Yeni Türkiye`nin anahtarı `Yeni Anayasa`dır. (Bu anayasanın omurgasını hangi zihniyet belirleyecek? Mühim çünkü kurumlar buna göre vücut bulacak.) Çünkü mevcut anayasa bir darbe mahsulüdür. Buna iktidar karşıdır, muhalefet karşıdır, halk karşıdır. Zaten yüz yerinden delinmiştir.
Ama hâlâ statükoyu o temsil eder.
`Yeni Anayasa` demek yeni bir `toplumsal uzlaşma` demektir. Bu uzlaşmanın sağlanması için tüm taraflar biraraya gelmelidir.

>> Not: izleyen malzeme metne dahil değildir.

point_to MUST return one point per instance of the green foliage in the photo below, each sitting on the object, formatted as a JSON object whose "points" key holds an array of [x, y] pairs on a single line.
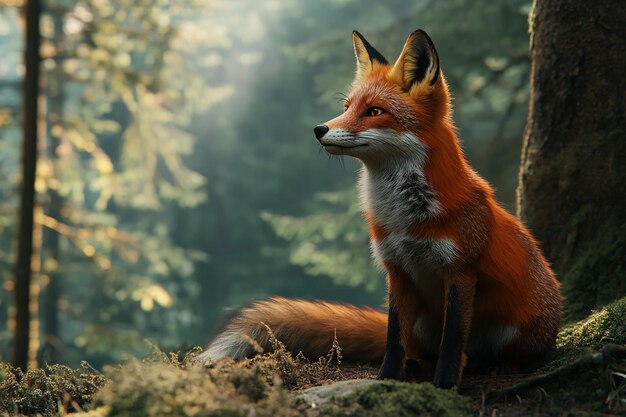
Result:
{"points": [[605, 325], [49, 390], [181, 150], [331, 241], [487, 68], [399, 399]]}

Partiler, iş çevreleri, sendikalar, STK`lar, yani ne kadar güç odağı varsa hepsinin çorbada tuzu olmalıdır.
Altmış maddede uzlaşıldı deniyor. Bunlar suya sabuna dokunmayan maddeler. Kritik konulara gelince kıyamet kopacak.

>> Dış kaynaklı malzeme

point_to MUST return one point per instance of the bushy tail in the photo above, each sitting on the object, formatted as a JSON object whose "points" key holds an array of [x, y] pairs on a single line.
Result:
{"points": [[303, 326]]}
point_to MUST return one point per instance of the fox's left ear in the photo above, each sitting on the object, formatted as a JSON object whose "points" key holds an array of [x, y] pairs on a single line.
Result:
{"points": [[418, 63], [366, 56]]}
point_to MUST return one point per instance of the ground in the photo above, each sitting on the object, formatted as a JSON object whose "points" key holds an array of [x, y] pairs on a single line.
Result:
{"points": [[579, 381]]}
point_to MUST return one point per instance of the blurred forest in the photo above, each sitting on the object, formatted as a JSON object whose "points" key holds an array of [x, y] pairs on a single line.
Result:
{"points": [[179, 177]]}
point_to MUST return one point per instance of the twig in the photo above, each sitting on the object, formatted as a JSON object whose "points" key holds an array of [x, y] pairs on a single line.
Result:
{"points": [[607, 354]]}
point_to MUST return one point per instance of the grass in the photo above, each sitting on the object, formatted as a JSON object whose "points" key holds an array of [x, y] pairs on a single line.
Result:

Bu konuların başında `çözüm süreci`ni noktalayacak `Kürt meselesi` gelmektedir.
Burada akla uygun bir anlaşma olursa `Yeni Anayasa` yapılmış demektir. Bu metne ordu dahil her güç odağı `gönül rızası ile` imza atmalıdır.
O zaman Türkiye rahatlar, önü açılır.
`Ne yapalım, muhalefet yan çiziyor, Kürtler yanaşmıyor` demek yakışık almaz. Süreç uzayabilir. Sabırla çalışmalı, masadan kalkmamalıdır. En nihayet bu bir partinin değil ülkenin meselesidir. Demokrasilerde çare tükenmez. Çözüme takoz olanlar yurtsever değildir. Türkiye bunu yapamazsa `kâht-ı rical` var demektir, tedavisi yıllar alır.

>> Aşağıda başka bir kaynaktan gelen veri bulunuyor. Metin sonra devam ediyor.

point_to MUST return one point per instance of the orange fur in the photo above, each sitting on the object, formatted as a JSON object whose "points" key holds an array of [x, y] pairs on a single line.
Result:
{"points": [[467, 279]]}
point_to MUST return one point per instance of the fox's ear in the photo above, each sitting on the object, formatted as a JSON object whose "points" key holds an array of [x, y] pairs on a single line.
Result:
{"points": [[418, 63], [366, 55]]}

`Kanun yapıyorsun ama uygulamıyorsun` dememeli. Altında imzası olanlar bir gün gelir hesaba çekilir (Misal: Evren)
Şöyle bir düşünce dolaşıyor ortalarda. Efendim `Yeni Anayasa` çıkmaza girerse, Ak Parti seçimlerde anayasayı değiştirecek oyu alırsa, kendi anayasasını referanduma sunar, kabul edilirse mesele biter.
Hayır, bitmez.
Onun adı `milletin anayasası` değil `Ak Parti anayasası` olur ki, her attığı adımda ayağına takılır. Ne dedik: Anayasa bir toplum sözleşmesi olmalıdır.
Lafı uzatmayalım. Zamanı gelince bu konuda yeterince tartışma olacaktır.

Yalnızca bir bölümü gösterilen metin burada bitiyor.